Over the past few years, the strength of the U.S. economy and the job market have surprised almost everyone. Responding to inflation that hit a four-decade high two and a half years ago, the Fed raised its benchmark interest rate – the fed funds rate — 11 times in 2022 and 2023, pushing it to the highest level in more than two decades.

A much-anticipated recession never happened. Companies kept hiring, consumers kept spending, and the economy continued to roll. In fact, U.S. gross domestic product – the nation’s output of goods and services — has expanded at a robust annual pace of 3% or more in four of the last five quarters.

Inflation has come down, too, from a peak of 9.1% in June 2022 to 2.7% in November. The drop in year-over-year price increases gave the Fed enough confidence to cut rates three times in the last four months of 2024.

But Fed officials signaled in December that they planned to be more cautious about rate cuts this year. They now project just two rate reductions in 2025, down from the four they envisioned back in September. Progress against inflation has stalled in recent months, and it remains stuck above the Fed’s 2% target.

“There is more to do to lower costs, but we’ve taken action to lower prescription drug prices, health insurance premiums, utility bills, and gas prices that will pay dividends for years to come,” President Joe Biden said Friday. “This has been a hard-fought recovery, but we’ve made progress for working families, showing what can be accomplished when we build from the middle out and bottom up.”
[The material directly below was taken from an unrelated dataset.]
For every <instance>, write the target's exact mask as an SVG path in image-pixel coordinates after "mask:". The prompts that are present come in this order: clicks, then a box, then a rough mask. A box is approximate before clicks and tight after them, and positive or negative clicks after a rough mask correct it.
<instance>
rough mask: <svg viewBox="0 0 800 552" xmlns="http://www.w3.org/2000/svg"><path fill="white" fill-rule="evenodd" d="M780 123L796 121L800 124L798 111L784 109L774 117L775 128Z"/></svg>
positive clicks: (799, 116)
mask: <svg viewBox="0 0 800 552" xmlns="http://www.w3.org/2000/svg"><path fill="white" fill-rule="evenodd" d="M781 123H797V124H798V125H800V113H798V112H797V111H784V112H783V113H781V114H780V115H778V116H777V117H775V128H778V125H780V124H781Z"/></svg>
Biden is handing a largely solid economy to his successor, President-elect Donald Trump, though many Americans have been hit hard by the price spikes of the past three years and have generally been pessimistic about the economic outlook.

Businesses Continue to Seek Workers

Many businesses are still scrambling to find workers.
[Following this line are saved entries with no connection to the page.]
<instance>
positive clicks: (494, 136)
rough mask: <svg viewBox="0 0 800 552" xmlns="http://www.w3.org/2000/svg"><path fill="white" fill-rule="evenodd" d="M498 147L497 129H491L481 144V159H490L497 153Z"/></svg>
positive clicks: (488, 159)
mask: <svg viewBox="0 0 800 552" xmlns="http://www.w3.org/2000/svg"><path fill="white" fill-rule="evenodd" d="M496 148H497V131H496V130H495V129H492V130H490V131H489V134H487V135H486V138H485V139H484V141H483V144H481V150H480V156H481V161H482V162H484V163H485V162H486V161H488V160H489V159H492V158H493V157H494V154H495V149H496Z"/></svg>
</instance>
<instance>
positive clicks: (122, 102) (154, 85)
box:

Optimistic about 2025, Matt Harding, chief concept officer at Piada Italian Street Food, plans to open seven new stores and hire another 250 people this year. The fast casual restaurant chain, based in Columbus, Ohio, now operates 58 stores in seven states and has 1,200 employees. Hourly pay has risen 35% to 40% since 2020 to a starting wage as high as $16.45 for typical workers, helping to reducer turnover.

UCHealth, a nonprofit that runs hospitals and clinics in Colorado, Wyoming and Nebraska, is struggling to find skilled clinical workers – nurses, physical and occupational therapists, said Angela Spinelli, UCHealth’s senior director of talent acquisition.
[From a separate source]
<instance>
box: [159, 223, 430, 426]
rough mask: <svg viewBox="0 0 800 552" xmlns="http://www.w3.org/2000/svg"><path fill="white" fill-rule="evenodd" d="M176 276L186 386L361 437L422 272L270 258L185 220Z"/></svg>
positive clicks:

“The market has not softened for these positions,” Spinelli said. UCHealth, which hired 9,400 people last year and currently has 1,200 openings, has raised pay and focused on “growing our own” – promoting within the company and offering tuition to employees to learn new skills to move from, say, a health aid to a nursing position.

Still, a job hunt can still be tough in the current environment.

Mike Pincus was out of work for 20 months after the startup where he’d worked went out of business. Pincus, 55, had previously spent 35 years as a personal trainer and wanted to try something new. “I didn’t know exactly what I wanted to do,” he said. “But I knew what I didn’t want to do.”

The search proved frustrating. Pincus said that many employers seemed to use algorithms to weed out unconventional applicants.

“If a human actually looks at your resume, it’s a very quick glance over,” he said.

Visiting a friend at a bike shop, his “happy place,” Pincus applied and received a job there. He’s been a manager at Trek’s Ventura, California, shop since early December.

“I love it,” he said. “I didn’t know I’d love it. I didn’t know I could do it.”